Il quotidiano evidenzia inoltre come le indagini abbiano escluso qualsiasi comportamento irregolare sia da parte dell’allora designatore arbitrale Gianluca Rocchi sia da parte dell’Inter. “Non è stata riscontrata non soltanto perché manca il famoso schema analogo a quello della corruzione, ma pure perché l’operato del designatore è stato corretto e l’Inter ha sempre e solo agito tramite il suo rappresentante Giorgio Schenone, l’addetto agli arbitri, il quale non avrebbe mai interloquito direttamente con Rocchi se non in una circostanza a San Siro, quindi in presenza anche di altre persone. […] La versione dell’ormai ex designatore – i rapporti li curava Pinzani, il dirigente Aia incaricato di fare proprio questo – è stata per larghi tratti confermata: Rocchi aveva detto di non aver mai ricevuto pressioni e che mai nessuno si era permesso di dargli delle indicazioni.

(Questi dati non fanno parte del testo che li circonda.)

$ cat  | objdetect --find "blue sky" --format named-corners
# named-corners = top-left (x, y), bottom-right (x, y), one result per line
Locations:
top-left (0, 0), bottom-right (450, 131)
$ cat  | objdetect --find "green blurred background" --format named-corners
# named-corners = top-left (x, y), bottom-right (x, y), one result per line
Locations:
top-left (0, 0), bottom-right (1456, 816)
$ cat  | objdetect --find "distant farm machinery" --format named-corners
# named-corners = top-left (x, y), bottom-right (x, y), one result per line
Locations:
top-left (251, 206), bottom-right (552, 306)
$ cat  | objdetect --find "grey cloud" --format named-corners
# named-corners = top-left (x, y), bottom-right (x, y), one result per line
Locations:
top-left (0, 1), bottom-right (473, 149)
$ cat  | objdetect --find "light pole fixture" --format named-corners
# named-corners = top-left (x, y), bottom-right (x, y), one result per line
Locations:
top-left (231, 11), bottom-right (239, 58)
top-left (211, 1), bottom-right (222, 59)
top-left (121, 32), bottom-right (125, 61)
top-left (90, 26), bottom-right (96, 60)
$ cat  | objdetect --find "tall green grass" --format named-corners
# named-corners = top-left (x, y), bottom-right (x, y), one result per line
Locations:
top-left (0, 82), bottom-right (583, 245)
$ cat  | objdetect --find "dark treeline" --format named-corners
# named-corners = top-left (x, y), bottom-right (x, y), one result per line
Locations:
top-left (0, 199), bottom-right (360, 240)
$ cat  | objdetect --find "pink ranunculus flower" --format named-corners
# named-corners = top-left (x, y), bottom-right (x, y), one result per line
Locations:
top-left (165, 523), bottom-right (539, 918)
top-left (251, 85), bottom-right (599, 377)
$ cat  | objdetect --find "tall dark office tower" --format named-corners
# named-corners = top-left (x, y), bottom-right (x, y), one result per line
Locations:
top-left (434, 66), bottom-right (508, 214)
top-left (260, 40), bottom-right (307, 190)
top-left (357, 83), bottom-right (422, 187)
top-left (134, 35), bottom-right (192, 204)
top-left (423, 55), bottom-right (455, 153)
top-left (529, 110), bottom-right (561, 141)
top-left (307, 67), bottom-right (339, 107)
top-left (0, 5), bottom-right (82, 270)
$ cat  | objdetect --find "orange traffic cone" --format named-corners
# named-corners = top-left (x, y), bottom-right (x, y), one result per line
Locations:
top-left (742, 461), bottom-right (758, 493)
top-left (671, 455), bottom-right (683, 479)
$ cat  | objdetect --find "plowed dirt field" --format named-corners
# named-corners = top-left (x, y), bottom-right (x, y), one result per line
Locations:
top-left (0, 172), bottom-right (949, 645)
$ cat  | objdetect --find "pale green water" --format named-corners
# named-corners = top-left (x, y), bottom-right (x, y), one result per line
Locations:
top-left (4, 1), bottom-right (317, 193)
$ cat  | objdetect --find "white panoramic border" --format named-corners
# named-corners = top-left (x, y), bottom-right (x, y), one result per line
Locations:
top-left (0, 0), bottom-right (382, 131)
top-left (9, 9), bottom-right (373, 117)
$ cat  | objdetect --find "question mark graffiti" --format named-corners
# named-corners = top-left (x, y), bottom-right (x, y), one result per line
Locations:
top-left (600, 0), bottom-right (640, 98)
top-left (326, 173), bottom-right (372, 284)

Al telefono in tanti (forse troppi) commentavano le sue scelte, l’uomo che però ogni domenica indicava gli arbitri per le partite del campionato è sempre andato dritto per la propria strada. Elementi per affermare che abbia agevolato l’Inter, insomma, non ve ne sono”.
L’archiviazione rappresenta quindi la parola fine su una vicenda che aveva acceso il dibattito nel calcio italiano. Per la Procura non esistono prove di pressioni, favoritismi o comportamenti tali da alterare la regolarità del campionato, sancendo così la completa estraneità dell’Inter e di Rocchi rispetto alle accuse ipotizzate inizialmente.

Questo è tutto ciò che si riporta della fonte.